The other day I saw an email in my Facebook inbox. The name took me by surprise. It was an old friend/acquaintance from a rather tumultuous period of my life. For many reasons we went our separate ways. The last time we were in contact was probably close to a decade ago. Curious, I clicked his message. To my surprise he searched me out to let me know that my ex(?), who is also his friend, had died from a sudden heart attack. 

I don't even know how to write what my reaction to this was. 

On one hand I felt far removed from the news, enough to make it a bit surreal. Mike and I have not been "together" since 1993 and the numerous times we tried to restart our friendship failed for many reasons. On the other hand a sense of guilt set in because the last two times Mike reached out to me I simply turned the other cheek. No matter how much time passed our conversations were stuck in the past; the times we spent together and his wanting to bash my ex (the man I left him for). When it didn't go there, it often became sexual, something I was not interested in engaging. Even despite this, I feel a bit sad that I didn't reach back. 

The question is why? I think the reason stems from the fact that every time Mike and I tried to make it work his life was stuck, for whatever reason he was unable to or maybe subconsciously unwilling to do what he needed to find happiness. The peacekeeper and caretaker in me wanted him to find it. I wanted to know that at some point in his life he was able to let go of any past wounds or limitations he had in place for himself and be happy. His death came far too early in his life and I hope in some ways, in the years we haven't talked, that he found some...but the pattern in his life that I've known says "no."

There's also the sadness I feel for his mother. She was in a very emotionally unhealthy relationship for years, and her second son was emotionally and in many other ways an emotional and financial "leech." Mike was the only healthy relationship she had in her immediate family that I was aware of. Now in her lifetime she's had to bury her husband (early), her son (early), and some memory tells me something happened with Mike's brother. 
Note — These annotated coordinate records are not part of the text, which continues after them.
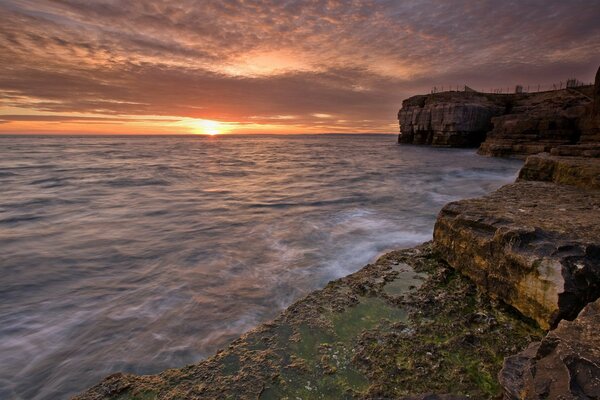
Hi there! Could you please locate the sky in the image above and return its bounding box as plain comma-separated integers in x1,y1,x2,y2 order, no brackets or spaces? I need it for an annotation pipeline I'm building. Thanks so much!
0,0,600,134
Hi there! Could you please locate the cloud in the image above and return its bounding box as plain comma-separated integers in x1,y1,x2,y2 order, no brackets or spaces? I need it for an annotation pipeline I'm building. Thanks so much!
0,0,600,131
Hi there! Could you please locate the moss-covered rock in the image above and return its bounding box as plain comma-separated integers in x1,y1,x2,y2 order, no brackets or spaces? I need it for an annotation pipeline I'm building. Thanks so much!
77,244,541,400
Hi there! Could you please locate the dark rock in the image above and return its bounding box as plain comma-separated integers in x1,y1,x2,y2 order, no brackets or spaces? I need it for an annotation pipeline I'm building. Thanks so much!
498,300,600,400
398,92,504,147
434,182,600,329
518,153,600,189
579,68,600,144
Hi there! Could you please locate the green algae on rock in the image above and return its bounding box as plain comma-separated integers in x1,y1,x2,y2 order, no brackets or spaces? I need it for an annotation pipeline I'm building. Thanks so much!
76,244,541,400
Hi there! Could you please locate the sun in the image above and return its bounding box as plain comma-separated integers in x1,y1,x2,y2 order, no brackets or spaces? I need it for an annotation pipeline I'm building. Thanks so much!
191,119,227,136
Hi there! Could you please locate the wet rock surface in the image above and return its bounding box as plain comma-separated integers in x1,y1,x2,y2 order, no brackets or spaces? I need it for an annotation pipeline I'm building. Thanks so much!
77,244,541,399
519,153,600,190
434,182,600,329
499,300,600,400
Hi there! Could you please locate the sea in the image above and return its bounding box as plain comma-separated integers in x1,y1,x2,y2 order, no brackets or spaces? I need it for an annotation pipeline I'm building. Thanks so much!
0,134,522,400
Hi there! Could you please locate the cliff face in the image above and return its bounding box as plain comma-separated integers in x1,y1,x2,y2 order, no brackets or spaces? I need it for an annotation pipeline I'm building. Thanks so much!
398,92,503,147
499,300,600,400
479,87,591,157
398,69,600,158
433,182,600,329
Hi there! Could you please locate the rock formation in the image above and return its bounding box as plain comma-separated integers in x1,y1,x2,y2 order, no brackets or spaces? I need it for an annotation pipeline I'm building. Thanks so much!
398,92,504,147
579,68,600,146
434,182,600,329
518,153,600,191
498,300,600,400
398,69,600,158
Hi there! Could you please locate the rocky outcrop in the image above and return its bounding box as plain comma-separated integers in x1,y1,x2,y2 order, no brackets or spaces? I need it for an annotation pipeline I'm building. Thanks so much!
434,182,600,329
498,300,600,400
398,65,600,158
398,92,504,147
478,87,591,157
76,244,541,400
518,153,600,191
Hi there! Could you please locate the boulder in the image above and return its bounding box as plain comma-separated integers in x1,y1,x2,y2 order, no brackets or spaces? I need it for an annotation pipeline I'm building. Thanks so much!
579,68,600,144
498,300,600,400
433,181,600,329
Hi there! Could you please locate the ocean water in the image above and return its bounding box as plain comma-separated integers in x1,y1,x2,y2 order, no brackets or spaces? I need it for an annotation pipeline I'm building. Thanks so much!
0,135,521,399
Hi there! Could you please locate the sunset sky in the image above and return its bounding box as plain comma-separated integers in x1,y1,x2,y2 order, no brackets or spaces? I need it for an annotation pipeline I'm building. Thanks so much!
0,0,600,134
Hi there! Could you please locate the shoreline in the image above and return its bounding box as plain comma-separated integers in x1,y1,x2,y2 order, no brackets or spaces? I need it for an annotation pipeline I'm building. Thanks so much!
75,152,600,400
75,69,600,400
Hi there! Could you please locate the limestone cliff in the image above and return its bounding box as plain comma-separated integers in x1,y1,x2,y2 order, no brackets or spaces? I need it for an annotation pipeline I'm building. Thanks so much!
398,92,504,147
499,300,600,400
479,87,591,157
433,182,600,329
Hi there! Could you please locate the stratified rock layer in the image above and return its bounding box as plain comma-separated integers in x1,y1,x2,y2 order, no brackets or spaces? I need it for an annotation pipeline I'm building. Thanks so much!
434,182,600,329
398,92,504,147
498,300,600,400
398,69,600,158
519,153,600,191
76,245,541,400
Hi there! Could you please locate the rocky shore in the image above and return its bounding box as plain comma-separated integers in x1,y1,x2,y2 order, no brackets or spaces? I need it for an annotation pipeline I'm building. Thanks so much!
76,71,600,400
398,67,600,158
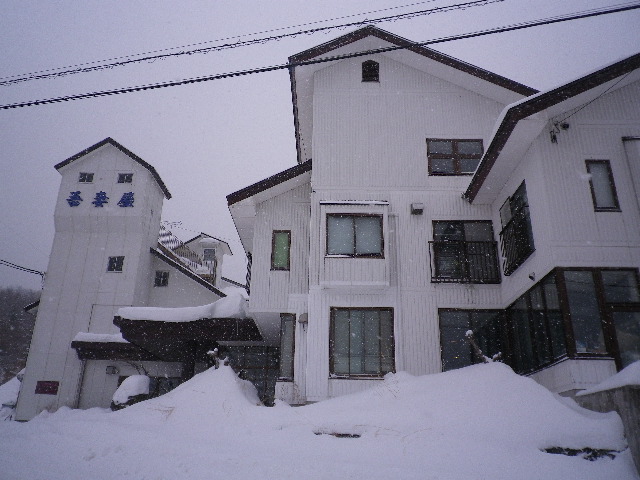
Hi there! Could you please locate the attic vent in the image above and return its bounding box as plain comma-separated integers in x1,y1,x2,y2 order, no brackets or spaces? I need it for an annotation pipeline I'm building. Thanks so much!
362,60,380,82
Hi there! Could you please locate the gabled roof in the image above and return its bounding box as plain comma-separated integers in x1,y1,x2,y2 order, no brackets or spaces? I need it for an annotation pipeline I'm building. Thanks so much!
55,137,171,200
227,160,311,253
463,53,640,202
289,25,537,96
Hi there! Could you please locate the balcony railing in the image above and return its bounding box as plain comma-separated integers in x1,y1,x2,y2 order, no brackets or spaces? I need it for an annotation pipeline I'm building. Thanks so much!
500,209,536,275
429,241,500,283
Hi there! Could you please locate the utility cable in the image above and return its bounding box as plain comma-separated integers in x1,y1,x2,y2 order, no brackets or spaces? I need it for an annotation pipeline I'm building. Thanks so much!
0,3,640,110
0,0,505,86
0,0,436,81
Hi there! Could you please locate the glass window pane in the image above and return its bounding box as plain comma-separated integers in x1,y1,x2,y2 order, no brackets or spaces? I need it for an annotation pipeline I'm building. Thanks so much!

Finally, there's the issue of Mike was really an ex or not. It was a very, very strange and emotionally tumultuous period of my life. Nothing started honestly (his doing), and nothing ended honestly (my doing). I will write about this at some later date, but I can't think about my relationship with Mike without thinking of some of the emotional manipulating that was done at the start of our friendship. This only adds even more conflicting emotion to the news of his death. 

As time goes by I'll put this in more perspective for myself, but when all is said and done, I hope Mike has found peace in his next great journey.